In announcing the results, John Paglia, lead researcher of the Pepperdine Private Capital Markets Project and associate professor of finance at Pepperdine University’s Graziadio School of Business and Management, suggests that small businesses may be losing their incentive to pursue bank loans.

“Many businesses are now questioning whether contacting banks for credit is worth the time invested. Taking 16-24 hours away from ‘minding the store’ to pursue a loan can be extremely detrimental to any small business, especially when the odds are not in their favor,” Paglia says.

Personally, I realize that 16 to 24 hours is a substantial time investment, but if the result could potentially be a capital infusion that saves your business or helps it grow exponentially, I’d consider that a small price to pay. I’d also note that getting capital from VCs, private investors or angels is likely to take substantially longer than 16 to 24 hours.

But I also see Paglia’s point. Small businesses are losing faith. They doubt going through the normal channels will get them anywhere. And if small businesses can’t count on finding capital, they won’t have the confidence (or money) to hire.

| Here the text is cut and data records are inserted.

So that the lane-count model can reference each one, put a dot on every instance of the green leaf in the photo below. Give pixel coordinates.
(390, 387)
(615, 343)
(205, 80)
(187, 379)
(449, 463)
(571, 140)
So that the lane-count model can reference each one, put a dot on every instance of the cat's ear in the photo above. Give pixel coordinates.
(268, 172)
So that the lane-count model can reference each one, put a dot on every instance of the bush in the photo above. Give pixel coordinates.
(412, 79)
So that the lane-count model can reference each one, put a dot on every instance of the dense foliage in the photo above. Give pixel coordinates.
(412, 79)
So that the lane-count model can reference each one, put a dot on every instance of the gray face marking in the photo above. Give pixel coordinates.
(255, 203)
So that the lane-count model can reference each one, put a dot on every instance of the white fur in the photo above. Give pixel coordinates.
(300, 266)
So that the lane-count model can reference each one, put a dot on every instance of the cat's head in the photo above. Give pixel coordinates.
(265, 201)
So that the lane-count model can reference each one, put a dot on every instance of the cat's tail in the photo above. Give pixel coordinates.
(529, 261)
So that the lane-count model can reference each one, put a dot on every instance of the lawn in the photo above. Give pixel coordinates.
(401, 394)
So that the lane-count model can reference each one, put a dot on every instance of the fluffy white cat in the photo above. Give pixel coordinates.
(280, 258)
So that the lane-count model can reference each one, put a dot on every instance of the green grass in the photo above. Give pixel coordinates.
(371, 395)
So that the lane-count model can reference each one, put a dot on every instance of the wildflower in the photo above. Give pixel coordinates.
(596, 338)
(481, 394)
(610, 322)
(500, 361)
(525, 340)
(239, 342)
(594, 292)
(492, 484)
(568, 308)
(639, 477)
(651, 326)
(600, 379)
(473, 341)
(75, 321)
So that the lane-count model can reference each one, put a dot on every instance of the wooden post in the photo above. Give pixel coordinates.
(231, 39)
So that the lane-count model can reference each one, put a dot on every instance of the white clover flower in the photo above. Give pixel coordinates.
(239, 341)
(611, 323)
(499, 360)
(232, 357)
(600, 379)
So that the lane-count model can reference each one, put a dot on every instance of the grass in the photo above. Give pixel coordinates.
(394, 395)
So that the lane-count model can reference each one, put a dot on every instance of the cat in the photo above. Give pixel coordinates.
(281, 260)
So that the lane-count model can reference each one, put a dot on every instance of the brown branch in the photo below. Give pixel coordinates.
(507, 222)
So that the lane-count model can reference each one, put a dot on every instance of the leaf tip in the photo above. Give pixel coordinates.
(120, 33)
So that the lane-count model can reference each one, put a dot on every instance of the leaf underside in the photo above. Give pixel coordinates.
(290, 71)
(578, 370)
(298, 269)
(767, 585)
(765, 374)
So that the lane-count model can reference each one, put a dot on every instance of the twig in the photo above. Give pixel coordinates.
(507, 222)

Any entrepreneur who had to lay off staff in the Great Recession most certainly doesn’t want to do it again.  As business owners, letting go of a team member hurts, so hiring isn’t a decision we make lightly.

7 Comments ▼

Rieva Lesonsky


Rieva Lesonsky Rieva Lesonsky is a staff writer for Small Business Trends covering employment, retail trends and women in business. She is CEO of GrowBiz Media, a media company that helps entrepreneurs start and grow their businesses. Follow her on Google+ and visit her blog, SmallBizDaily, to get the scoop on business trends and sign up for Rieva’s free TrendCast reports.

7 Reactions

  1. With the lending spigot pretty much closed right now, especially for small businesses that really need the capital, the economic environment does not look good. I don’t see small business owners adding new employees unless they absolutely have too. Times are still too uncertain to take a chance like that. It’s not like you can hire and fire people whenever things slow down and speed up.

  2. Great post on the core issues – financing and regulatory reform.

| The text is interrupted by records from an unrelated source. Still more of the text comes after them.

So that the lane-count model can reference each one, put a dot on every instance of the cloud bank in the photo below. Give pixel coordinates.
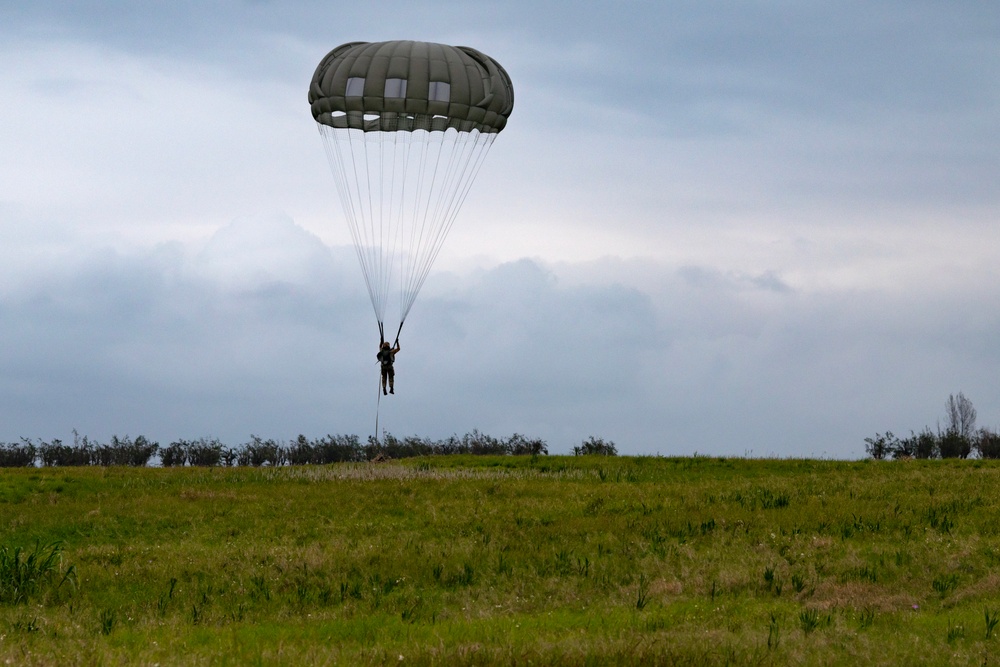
(265, 330)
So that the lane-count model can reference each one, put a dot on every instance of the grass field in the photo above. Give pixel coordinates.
(504, 560)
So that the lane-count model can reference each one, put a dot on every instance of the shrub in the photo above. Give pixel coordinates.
(17, 455)
(597, 446)
(518, 445)
(988, 444)
(923, 445)
(57, 454)
(259, 452)
(174, 454)
(202, 452)
(881, 446)
(953, 444)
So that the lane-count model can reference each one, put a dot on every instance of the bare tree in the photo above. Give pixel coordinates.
(961, 415)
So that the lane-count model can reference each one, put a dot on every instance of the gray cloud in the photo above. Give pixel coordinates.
(265, 330)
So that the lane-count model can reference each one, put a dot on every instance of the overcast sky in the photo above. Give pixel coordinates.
(757, 228)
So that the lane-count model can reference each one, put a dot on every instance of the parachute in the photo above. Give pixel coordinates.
(406, 126)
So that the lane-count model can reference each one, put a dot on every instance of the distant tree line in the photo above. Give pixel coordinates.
(141, 451)
(958, 439)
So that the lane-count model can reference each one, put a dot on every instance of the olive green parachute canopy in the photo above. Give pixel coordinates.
(406, 85)
(406, 127)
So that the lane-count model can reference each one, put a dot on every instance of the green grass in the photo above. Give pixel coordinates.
(506, 560)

    Meanwhile, Dodd-Frank added 100+ new regulations for small business owners to swim upstream against as banks get even more skittish to lend. More banking regulations are a good public show, but they’re only adding to the pressure from the federal regulators banks have to not make loans.

  3. There is only one thing that make me start hiring again, and that is a reduction in employment related legislation. The exposure and risk of litigation from employees is probably my top concern. Until then, I will whereever possible use contractors rather than hiring.

  4. LOL – Sandra, you’re going to have a long wait. Just heard today the government is adding an average of 10 new regulations every week. The State Dept. added just one on July 15 that immediately put hundreds of small businesses and thousands of employees out of work with one simple regulation – http://chuckb.me/x4Z.

    Don’t hold your breath. :)

  5. I have owned a small business for 25 years and have never been this slow. My customers are afraid to spend because they dont know if they are going to have jobs. Some have left the state for work. If big business doesent invest in keeping people in jobs (for instance ; Auto nation laided off half its middle management and workers,didnt give raises and makes everyone do the work of 3 people, cuts benifits ect. and they are making tons of profit)then all the small businesses have no business!If government keeps laying off policemen and state employees then we have lost customers. I cant hire more people until the FAT CATS who already make too much let go of some profits and pay more taxes to get our county going again.